L’ideazione suicidaria è un sintomo della depressione?

L’ideazione suicidaria può comparire nei quadri depressivi gravi e richiede sempre attenzione immediata: la depressione grave può comportare ideazione suicidaria. Non tutte le persone con depressione hanno pensieri di morte, ma quando compaiono è necessario cercare aiuto e non affrontarli da soli.

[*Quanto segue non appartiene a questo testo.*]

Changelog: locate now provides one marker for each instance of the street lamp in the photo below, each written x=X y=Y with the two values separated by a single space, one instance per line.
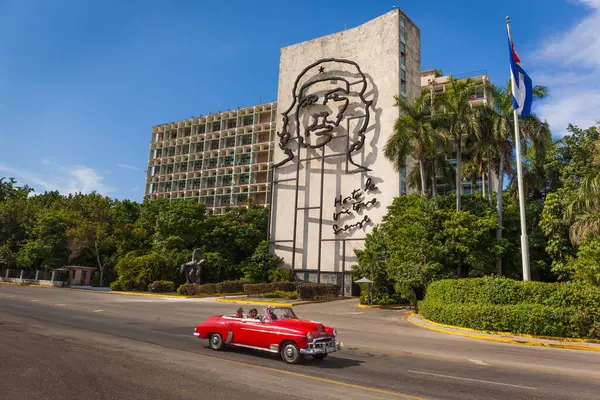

Se sono presenti pensieri di morte o autolesionismo. Se tu o una persona vicina provate pensieri di farvi del male o di morire, non restate soli e chiedete aiuto subito: chiamate il 112 (numero unico per le emergenze), contattate Telefono Amico Italia e parlatene con una persona di fiducia. In caso di pericolo immediato, rivolgetevi al Pronto Soccorso: l’emergenza viene prima di qualsiasi attesa per un appuntamento.

Quando rivolgersi a uno psicologo?

I sintomi della depressione richiedono l’attenzione di uno specialista quando persistono, causano sofferenza o rendono più difficili le normali attività quotidiane: non serve aspettare che la situazione diventi insostenibile. Può essere utile contattare uno psicologo se:

  • umore basso, anedonia o irritabilità persistono e modificano la quotidianità;
  • sonno, energia, appetito o concentrazione sono cambiati in modo significativo;
  • ci si isola o si fatica a rispettare impegni importanti;
  • prevalgono colpa, autosvalutazione, disperazione o ruminazione;
  • i sintomi ansiosi accompagnano l’umore depresso;
  • compaiono pensieri di morte, autolesionismo o suicidio.

Lo psicologo è la figura di riferimento per accogliere la richiesta, leggere i sintomi nel loro insieme e definire un percorso; quando emergono aspetti che richiedono una valutazione medica o farmacologica, i farmaci competono al medico o allo psichiatra. Riconoscere i sintomi è comunque solo il primo passo: la depressione è una condizione trattabile con percorsi psicologici efficaci, da valutare insieme a un professionista.

Se ti riconosci in questi sintomi e desideri un confronto con una psicologa, negli studi di Treviso e Roma oppure online, puoi prenotare un appuntamento o richiedere un contatto.

Domande frequenti sui sintomi della depressione

Quali sono i sintomi fisici della depressione? Insonnia o ipersonnia, astenia, cambiamenti di appetito e peso, rallentamento o agitazione, dolori muscolari, mal di testa e disturbi digestivi. Non sono specifici della depressione e non vanno interpretati isolatamente.

Quanto durano i sintomi della depressione? La durata varia. La soglia delle due settimane fa parte dei criteri clinici, non è uno strumento di autodiagnosi: contano anche intensità, insieme dei segnali e impatto sulla vita.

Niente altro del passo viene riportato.